I wonder of one of the other effects is that playing a fast game kicks in the fight part of the fight or flight reflex. In this state the body releases natural pain killing chemicals that increase one's ability to fight and not get distracted by pain.

Huh. (1)

HamSammy (1716116) | more than 3 years ago | (#35061304)

A game filled with snow helping burn victims feel less pain? Imagine that.

Re:Huh. (1)

blair1q (305137) | more than 3 years ago | (#35061586)

a bottle full of morphine would help a lot more

Re:Huh. (0)

Anonymous Coward | more than 3 years ago | (#35063550)

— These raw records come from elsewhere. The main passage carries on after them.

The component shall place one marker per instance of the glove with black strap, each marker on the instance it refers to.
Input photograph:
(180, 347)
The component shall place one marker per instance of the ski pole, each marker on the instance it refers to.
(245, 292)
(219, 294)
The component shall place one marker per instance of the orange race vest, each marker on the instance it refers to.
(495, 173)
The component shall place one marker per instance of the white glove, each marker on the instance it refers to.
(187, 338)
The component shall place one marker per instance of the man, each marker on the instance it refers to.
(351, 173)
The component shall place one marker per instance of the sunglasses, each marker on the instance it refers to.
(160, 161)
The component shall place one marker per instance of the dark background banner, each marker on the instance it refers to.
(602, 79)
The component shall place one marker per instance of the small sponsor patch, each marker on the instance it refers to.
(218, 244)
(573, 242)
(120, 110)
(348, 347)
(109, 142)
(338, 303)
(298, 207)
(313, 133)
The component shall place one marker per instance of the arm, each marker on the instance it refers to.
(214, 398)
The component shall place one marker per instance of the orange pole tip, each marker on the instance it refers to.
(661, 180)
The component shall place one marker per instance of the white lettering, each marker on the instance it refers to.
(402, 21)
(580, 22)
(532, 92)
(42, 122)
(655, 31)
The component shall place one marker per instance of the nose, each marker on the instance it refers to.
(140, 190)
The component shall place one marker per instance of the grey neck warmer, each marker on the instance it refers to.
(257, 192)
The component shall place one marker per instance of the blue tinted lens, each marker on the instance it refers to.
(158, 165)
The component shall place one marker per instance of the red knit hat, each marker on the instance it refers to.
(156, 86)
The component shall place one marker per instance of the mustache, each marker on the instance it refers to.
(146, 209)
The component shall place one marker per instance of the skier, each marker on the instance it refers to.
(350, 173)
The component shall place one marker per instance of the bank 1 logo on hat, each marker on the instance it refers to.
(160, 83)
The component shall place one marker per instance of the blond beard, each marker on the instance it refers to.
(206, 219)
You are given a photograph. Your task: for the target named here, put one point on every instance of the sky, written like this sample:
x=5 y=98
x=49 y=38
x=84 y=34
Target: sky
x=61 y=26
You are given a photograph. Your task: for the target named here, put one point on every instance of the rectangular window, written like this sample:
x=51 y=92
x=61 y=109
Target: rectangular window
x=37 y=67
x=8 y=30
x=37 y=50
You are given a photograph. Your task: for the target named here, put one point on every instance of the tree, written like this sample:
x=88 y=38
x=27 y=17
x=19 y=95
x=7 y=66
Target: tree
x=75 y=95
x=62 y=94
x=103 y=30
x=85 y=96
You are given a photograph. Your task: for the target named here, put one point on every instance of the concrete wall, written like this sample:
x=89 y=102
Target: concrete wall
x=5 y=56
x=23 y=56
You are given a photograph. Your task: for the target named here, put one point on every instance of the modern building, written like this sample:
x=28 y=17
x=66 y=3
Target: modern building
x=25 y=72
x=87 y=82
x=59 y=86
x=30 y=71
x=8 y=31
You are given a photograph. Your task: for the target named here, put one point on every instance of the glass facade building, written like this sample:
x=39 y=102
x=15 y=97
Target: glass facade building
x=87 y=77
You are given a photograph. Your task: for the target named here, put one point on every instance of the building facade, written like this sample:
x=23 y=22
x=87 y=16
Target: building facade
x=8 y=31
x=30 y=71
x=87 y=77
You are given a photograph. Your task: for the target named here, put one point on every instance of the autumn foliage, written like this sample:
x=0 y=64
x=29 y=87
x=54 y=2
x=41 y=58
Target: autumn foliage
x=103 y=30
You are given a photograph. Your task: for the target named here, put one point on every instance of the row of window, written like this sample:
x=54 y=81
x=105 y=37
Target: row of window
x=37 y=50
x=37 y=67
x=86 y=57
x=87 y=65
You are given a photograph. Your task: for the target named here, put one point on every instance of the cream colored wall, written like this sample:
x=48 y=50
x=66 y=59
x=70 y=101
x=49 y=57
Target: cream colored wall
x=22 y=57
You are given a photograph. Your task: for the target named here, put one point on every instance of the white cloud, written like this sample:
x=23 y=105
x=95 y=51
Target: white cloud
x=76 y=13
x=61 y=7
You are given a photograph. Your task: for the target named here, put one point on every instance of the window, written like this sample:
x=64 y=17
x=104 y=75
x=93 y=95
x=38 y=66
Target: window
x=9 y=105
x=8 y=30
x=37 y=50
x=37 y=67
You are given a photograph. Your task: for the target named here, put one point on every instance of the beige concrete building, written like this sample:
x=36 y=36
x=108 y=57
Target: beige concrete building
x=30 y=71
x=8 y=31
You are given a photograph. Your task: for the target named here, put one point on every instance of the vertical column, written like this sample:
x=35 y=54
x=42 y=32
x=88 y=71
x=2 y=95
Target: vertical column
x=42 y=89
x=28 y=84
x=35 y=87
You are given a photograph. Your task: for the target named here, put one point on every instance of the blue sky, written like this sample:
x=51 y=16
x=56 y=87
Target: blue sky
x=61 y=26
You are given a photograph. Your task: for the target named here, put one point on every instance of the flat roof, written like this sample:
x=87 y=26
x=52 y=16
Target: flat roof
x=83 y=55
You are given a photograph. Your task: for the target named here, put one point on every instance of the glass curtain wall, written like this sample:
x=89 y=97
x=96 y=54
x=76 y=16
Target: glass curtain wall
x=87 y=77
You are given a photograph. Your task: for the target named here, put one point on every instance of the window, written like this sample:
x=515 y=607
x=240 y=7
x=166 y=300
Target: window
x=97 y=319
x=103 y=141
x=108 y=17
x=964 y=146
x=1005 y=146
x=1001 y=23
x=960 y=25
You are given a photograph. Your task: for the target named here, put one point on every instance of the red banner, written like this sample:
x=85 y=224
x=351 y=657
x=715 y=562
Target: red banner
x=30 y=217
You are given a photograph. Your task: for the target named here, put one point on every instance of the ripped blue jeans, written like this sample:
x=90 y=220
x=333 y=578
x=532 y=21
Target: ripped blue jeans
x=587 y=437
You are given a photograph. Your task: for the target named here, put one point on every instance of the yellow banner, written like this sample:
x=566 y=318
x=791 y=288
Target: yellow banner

Actually, SnowWorld is often used with patients for whom morphine is not enough. Morphine + SnowWorld Is more effective than morphine alone. Also, not everyone can use morphine: for example there are a large number of opiate addicts with burn injuries.

Re:Huh. (0)

Anonymous Coward | more than 3 years ago | (#35063488)

Dr. Maureen Simmons at McGill tested the metaphorical content. We built two alternate versions of SnowWorld: one with lava monsters, rivers of fire and ashes raining down, and another with a nonsense mixture of imagery (as the control). Guess which one was most effective...

The control!

Seems that the cognitive load of the nonsense imagery has a greater effect than the metaphor in VR analgesia.

Old News - 7 years. (0)

Anonymous Coward | more than 3 years ago | (#35064270)

This research was published in Scientific American in 2004.
I think I still have that issue on my book shelf, somewhere.

Old hat by now!

Distraction (0)

Anonymous Coward | more than 3 years ago | (#35066504)

A MS 'victim', I have pins stuck in me at least every week, and other painfully tiresome actions as well. When there isn't a telly to distract, him indoors reads whatever drivel he's reading to me - immunobiology, dendrochronology, economic history. Concentrating on that helps blur the mind-burning.

Obviously, greater pain requires greater distraction.